I went to a roundtable the other night on "The Aesthetic" hosted by our English department. As you might expect, much of the discussion was guided by Kant's Critique of Judgment, supplemented with the requisite considerations of Baumgarten and Burke. At one point, the discussion turned to the "sublime" and, of course, to the ready-to-hand example of sublimity, the ocean.
I wasn't as familiar with Edmund Burke's work on the sublime, so I was interested to learn that Burke (who also, naturally, finds the ocean sublime) argues that the feeling of "terror" or "fear" inspired by the sublime involves some speculation about the possibility of one's own death. That is, we find the ocean sublime partly because its vastness exceeds the powers of our understanding, but more so because that vastness prompts us to imagine our own death by drowning in it. This marks an interesting difference between him and Kant. For Kant, judgments about the sublime (qua aesthetic judgments) must be universal and necessary, which would preclude any considerations of the subject's (particular) death. The sublimity of the ocean is an instance of what Kant would call the "dynamical" sublime, that is, a judgment about the magnitude and might of the ocean, which exceeds human understanding, and not about the particular threat that magnitude and might poses to me. I think Kant might also describe the sublimity of the ocean as "terrible"-- inasmuch as he recognizes that the "feeling" inspired by the sublime is the opposite of the feeling inspired by the beautiful-- but that terror cannot be grounded in any particular empirical psychology.

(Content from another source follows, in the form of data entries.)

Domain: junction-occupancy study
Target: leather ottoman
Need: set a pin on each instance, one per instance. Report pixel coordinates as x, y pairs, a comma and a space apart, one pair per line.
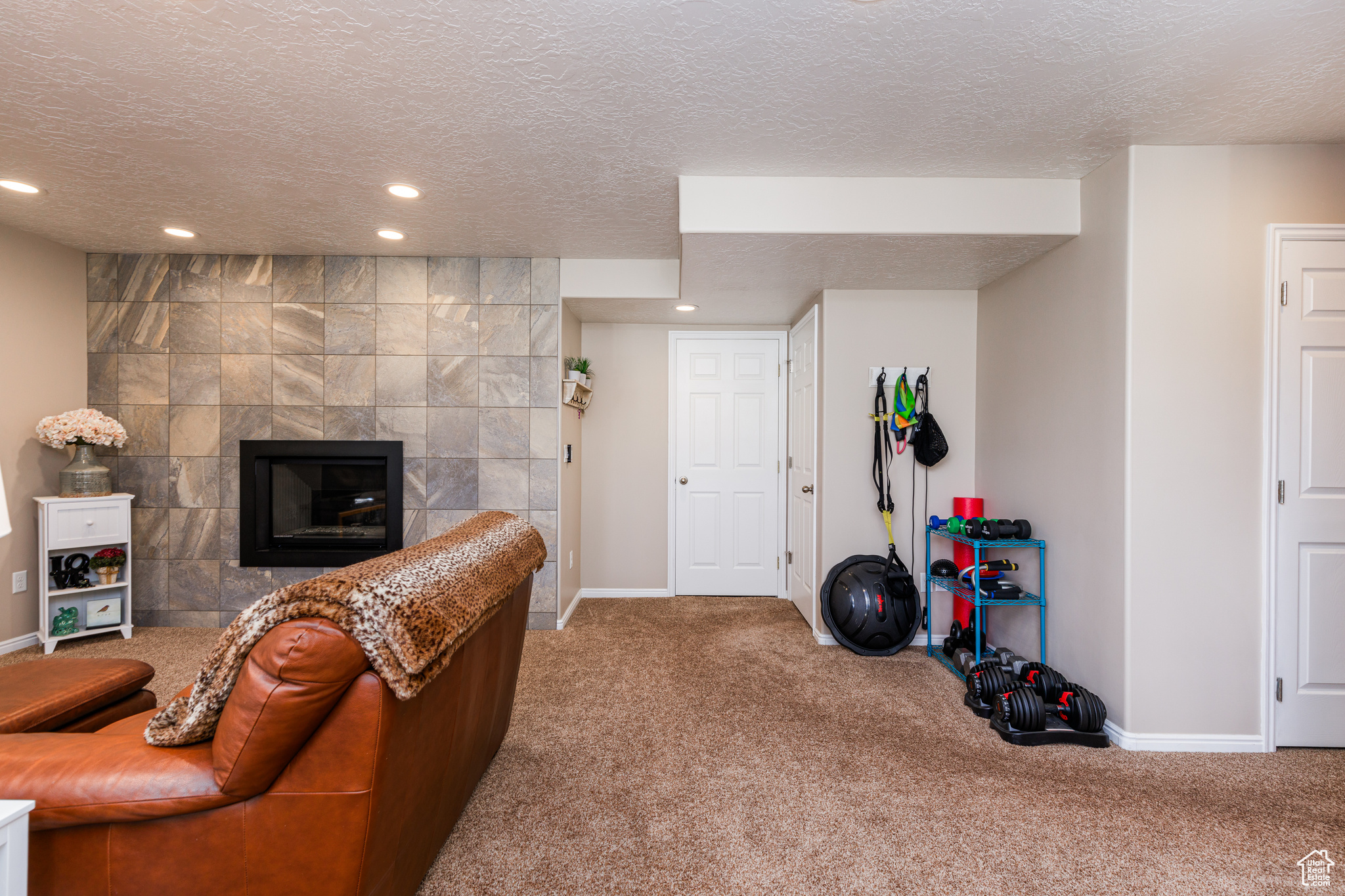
72, 695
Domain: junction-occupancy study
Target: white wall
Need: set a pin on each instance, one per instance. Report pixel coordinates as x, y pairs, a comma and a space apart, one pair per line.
571, 555
1051, 429
877, 328
626, 444
45, 371
1197, 498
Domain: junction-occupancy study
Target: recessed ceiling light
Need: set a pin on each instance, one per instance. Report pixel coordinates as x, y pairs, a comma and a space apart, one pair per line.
19, 187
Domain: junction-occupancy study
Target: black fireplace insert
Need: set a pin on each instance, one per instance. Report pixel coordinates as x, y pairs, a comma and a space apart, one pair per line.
318, 504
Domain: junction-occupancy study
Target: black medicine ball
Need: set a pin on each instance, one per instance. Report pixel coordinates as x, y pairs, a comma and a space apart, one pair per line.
871, 609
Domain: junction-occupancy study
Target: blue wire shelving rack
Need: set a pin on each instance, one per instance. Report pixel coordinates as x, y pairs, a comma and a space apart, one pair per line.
973, 594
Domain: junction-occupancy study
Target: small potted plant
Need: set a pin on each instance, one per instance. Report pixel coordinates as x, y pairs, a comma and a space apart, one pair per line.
108, 563
579, 370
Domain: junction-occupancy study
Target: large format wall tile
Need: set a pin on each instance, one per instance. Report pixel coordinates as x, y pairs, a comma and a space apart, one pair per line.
194, 379
194, 327
245, 328
147, 430
350, 381
454, 330
102, 323
405, 425
194, 278
296, 423
350, 330
401, 281
503, 330
401, 330
102, 379
505, 281
192, 481
143, 278
298, 328
101, 277
246, 278
454, 281
298, 278
454, 382
350, 278
503, 431
245, 379
503, 382
242, 422
296, 379
194, 431
452, 356
400, 381
142, 328
503, 485
349, 423
451, 431
194, 534
143, 379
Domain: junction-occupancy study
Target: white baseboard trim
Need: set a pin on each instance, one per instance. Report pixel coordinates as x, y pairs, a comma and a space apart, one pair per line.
19, 643
625, 593
562, 621
1184, 743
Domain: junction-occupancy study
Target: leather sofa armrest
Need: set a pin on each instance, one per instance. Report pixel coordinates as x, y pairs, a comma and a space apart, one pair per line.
92, 778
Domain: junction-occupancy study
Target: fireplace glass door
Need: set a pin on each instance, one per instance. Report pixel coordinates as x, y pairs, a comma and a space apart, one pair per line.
320, 504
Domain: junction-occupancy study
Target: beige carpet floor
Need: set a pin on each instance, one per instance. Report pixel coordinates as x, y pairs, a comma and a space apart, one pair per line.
708, 746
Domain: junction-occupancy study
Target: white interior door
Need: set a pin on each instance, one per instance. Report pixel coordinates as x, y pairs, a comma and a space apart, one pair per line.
801, 558
1310, 563
726, 467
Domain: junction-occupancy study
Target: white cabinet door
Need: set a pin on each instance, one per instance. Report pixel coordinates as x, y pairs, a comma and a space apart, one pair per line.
802, 468
726, 467
1310, 563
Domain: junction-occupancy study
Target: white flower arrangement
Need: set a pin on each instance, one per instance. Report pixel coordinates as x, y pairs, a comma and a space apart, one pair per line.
85, 426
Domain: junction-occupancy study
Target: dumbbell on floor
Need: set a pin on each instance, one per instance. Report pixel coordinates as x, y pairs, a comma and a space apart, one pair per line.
1026, 711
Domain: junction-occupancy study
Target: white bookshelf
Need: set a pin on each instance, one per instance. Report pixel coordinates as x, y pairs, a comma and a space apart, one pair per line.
81, 526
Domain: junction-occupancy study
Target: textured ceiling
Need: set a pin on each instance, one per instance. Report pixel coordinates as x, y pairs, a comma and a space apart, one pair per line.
557, 128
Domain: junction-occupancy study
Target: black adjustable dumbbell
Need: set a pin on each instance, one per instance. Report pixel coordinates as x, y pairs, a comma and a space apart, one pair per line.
1026, 711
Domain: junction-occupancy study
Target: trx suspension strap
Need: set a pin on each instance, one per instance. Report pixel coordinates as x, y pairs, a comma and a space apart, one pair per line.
883, 453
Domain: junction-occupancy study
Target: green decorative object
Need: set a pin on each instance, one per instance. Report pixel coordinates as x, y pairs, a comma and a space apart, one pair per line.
65, 622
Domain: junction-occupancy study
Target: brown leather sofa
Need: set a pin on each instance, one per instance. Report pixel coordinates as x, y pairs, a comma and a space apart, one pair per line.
318, 781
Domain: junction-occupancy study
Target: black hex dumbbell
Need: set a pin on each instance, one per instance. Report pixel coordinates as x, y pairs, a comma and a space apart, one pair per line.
997, 530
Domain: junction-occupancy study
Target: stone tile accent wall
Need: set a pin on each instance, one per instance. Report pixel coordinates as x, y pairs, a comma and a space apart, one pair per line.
454, 356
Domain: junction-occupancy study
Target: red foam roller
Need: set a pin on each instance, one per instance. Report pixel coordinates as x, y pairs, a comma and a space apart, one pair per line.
963, 555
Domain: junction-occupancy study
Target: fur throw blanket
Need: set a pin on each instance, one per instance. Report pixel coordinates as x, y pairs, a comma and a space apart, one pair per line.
409, 610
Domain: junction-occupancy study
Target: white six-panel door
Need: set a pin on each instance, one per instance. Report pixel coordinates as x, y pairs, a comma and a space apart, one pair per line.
726, 469
801, 555
1310, 522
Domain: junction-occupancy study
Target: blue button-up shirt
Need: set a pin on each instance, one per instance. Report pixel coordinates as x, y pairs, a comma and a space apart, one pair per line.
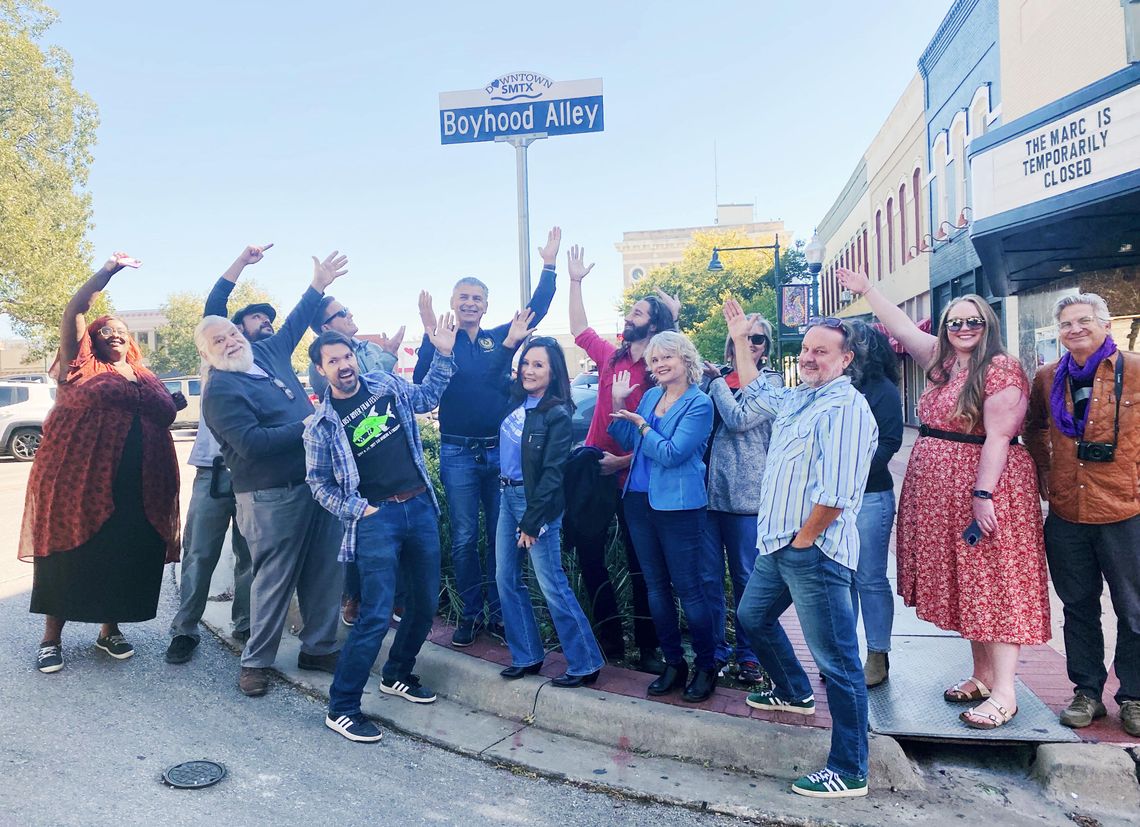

In the past, I have often heard people talk about Kant's sublime, though explain it in a way that is much closer to Burke. The reasons why these two ideas may be potentially confused seem obvious, but since the distinction between the two is so significant, it seems crucial to try to situate Kant's sublime far, far away from Burke's.
This led me to wonder: is there another (perhaps, better) example of the sublime that doesn't allow for this confusion between Kant's description and Burke's description? In other words, can we think of an example of sublimity that would still inspire the negative feelings that Kant associates with the sublime without those negative feelings being potentially associated with our own death, even if only in a latent way?